Недолго пришлось пояснять и про прямой эфир.

— Да ну?— удивился Евсеич.— Сирена, значит, там поет, а я в телевизоре тут все вижу? Ох, умно…

— Умно-то умно,— согласился Николаич,— да и мы-то с Павкой не дураки. Ты, стал быть, хочешь нам вату в ухи вкатать, что тебя без машины через телевидение сюда пропустило? Да как же это, когда ты и не ходил туды-т?

— Я не говорил…— Павел Петрович смутился.— Я и сам не знаю, как это получилось.

— А кто знает?— нажал Евсеич.— У Иван Федотыча, может, спросить? Или Федюху нашего позовем? Так ты смотри: у Федюхи-то не как у меня разговор — короткий.

Павел Петрович растерялся, и на глаза ему навернулись слезы.

— Господа,— он приложил руки к груди,— поверьте, я и сам не знаю, как я попал сюда. Я в ужасном состоянии, господа…

— Да-а,— вздохнул Евсеич,— я о прошлый год тоже вот память потерял — водицей отливали. Слышь, Серенька, а ты нас, может, за дураков держишь?

— Я вам не Серенька!— вспылил Павел Петрович.— Попрошу вести себя пристойно!

— Ох, какой горячий,— покачал головой Евсеич.— А в рыло тебе давненько не сували?

Павел Петрович не нашел верного ответа и покраснел. Да, в рыло здесь, как он теперь знал, могли насовать запросто.

— Давненько, видать,— вздохнул Евсеич.— Ты, мил человек, нас не бойся: мы купцы верные, а одному тебе тут орудовать ох как несподручно будет… На днях тут одну высокую голову продырявили социалисты эти поганые, анафемы, вся полиция на ногах… Третий у нас еще — Федюха Баранкин, и как сложим мы капитал, так и вздрогнем! Да и чего ты кочевряжишься? Мы ведь с тебя комиссию не просим, а еще и сами дадим… Ну, по рукам? Не бойся, не обманем, а дело вместе сладим.

Павел Петрович совсем растерялся.

— Погодь, Павша,— вступил Николаич,— дай человеку хоть вздохнуть-то спокойно, дух с дороги перевести. Далёко мчал-то, милой?

Павел Петрович, поколебавшись, ответил:

— Да нет, быстро. Как вышел с пьянки, так сразу городовых и встретил.

— Откель это, значит?— насторожился Евсеич.

— Ну, у родни-то когда был, перед тем как на телевидение собирался…

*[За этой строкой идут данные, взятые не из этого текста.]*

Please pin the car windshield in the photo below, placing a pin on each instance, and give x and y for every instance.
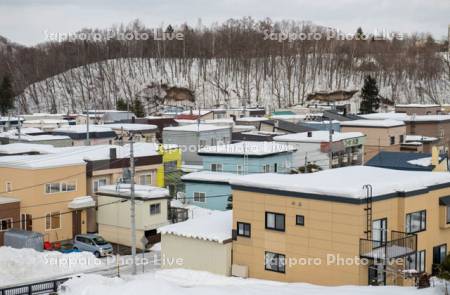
(99, 241)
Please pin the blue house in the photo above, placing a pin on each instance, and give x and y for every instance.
(210, 188)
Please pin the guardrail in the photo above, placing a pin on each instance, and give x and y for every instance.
(400, 245)
(43, 287)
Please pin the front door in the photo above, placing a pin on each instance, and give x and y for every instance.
(76, 222)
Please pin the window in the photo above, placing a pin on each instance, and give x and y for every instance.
(275, 221)
(300, 220)
(392, 138)
(416, 221)
(8, 186)
(98, 183)
(439, 254)
(155, 209)
(145, 179)
(239, 169)
(416, 261)
(244, 229)
(216, 167)
(379, 231)
(275, 262)
(56, 187)
(53, 220)
(199, 197)
(6, 224)
(51, 188)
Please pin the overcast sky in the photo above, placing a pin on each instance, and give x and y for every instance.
(25, 21)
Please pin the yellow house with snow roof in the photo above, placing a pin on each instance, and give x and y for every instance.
(356, 225)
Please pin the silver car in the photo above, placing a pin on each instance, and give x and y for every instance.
(92, 243)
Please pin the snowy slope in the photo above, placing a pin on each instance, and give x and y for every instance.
(213, 82)
(180, 282)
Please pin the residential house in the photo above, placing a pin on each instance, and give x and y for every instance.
(113, 213)
(192, 137)
(381, 135)
(9, 215)
(46, 186)
(98, 134)
(313, 148)
(418, 109)
(202, 243)
(210, 188)
(315, 228)
(411, 161)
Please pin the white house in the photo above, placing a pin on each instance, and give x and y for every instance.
(203, 243)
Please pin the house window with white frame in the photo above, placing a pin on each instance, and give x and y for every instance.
(6, 224)
(145, 179)
(53, 220)
(199, 197)
(97, 183)
(8, 186)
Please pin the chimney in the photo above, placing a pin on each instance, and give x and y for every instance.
(113, 153)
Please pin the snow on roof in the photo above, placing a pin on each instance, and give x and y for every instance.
(209, 176)
(416, 105)
(196, 128)
(131, 127)
(373, 123)
(406, 118)
(215, 227)
(317, 136)
(140, 191)
(83, 128)
(251, 119)
(345, 182)
(21, 148)
(63, 156)
(249, 148)
(419, 138)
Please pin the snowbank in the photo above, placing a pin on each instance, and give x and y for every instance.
(178, 281)
(26, 265)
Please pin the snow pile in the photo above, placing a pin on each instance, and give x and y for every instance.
(178, 282)
(215, 227)
(346, 182)
(26, 265)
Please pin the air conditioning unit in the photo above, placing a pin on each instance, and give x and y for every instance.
(240, 271)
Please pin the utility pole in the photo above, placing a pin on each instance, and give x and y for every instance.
(330, 152)
(132, 207)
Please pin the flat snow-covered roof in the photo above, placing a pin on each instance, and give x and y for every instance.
(196, 128)
(373, 123)
(317, 136)
(214, 227)
(249, 148)
(140, 191)
(209, 176)
(345, 182)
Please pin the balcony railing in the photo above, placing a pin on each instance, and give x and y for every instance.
(400, 245)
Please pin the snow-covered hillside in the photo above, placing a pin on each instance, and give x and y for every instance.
(217, 82)
(180, 282)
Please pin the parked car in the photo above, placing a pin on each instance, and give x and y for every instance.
(92, 243)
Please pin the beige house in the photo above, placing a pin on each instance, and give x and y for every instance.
(316, 227)
(202, 243)
(113, 213)
(381, 135)
(49, 189)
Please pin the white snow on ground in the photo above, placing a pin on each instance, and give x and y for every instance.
(179, 281)
(26, 265)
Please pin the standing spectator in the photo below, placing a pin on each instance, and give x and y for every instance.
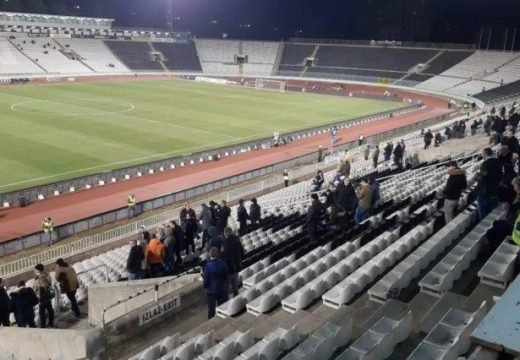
(455, 184)
(45, 293)
(223, 216)
(489, 178)
(286, 177)
(242, 217)
(313, 218)
(216, 281)
(232, 254)
(318, 181)
(254, 213)
(367, 152)
(5, 305)
(48, 228)
(438, 139)
(364, 195)
(428, 139)
(131, 202)
(178, 243)
(320, 153)
(66, 276)
(184, 214)
(134, 261)
(190, 232)
(154, 256)
(206, 218)
(375, 157)
(388, 151)
(23, 301)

Евсеич и Николаич переглянулись и даже усмехнулись. Павел Петрович вдруг понял, что эти «кулацкие морды» не посочувствуют ему и не помогут, если не извлекут из этого выгоды. И обращаются они с ним хорошо только до тех пор, пока полагают, что он им нужен; когда же поймут, что он и сам не знает пути своего, то просто вышвырнут его на улицу, как собаку, а если не поймут, то могут и убить, и даже пытать, вымогая у него путь в будущее… Горечь вдруг резанула Павлу Петровичу прямо по сердцу, туман опять поплыл перед глазами, и он заплакал навзрыд, закрыв лицо руками и вздрагивая всем телом.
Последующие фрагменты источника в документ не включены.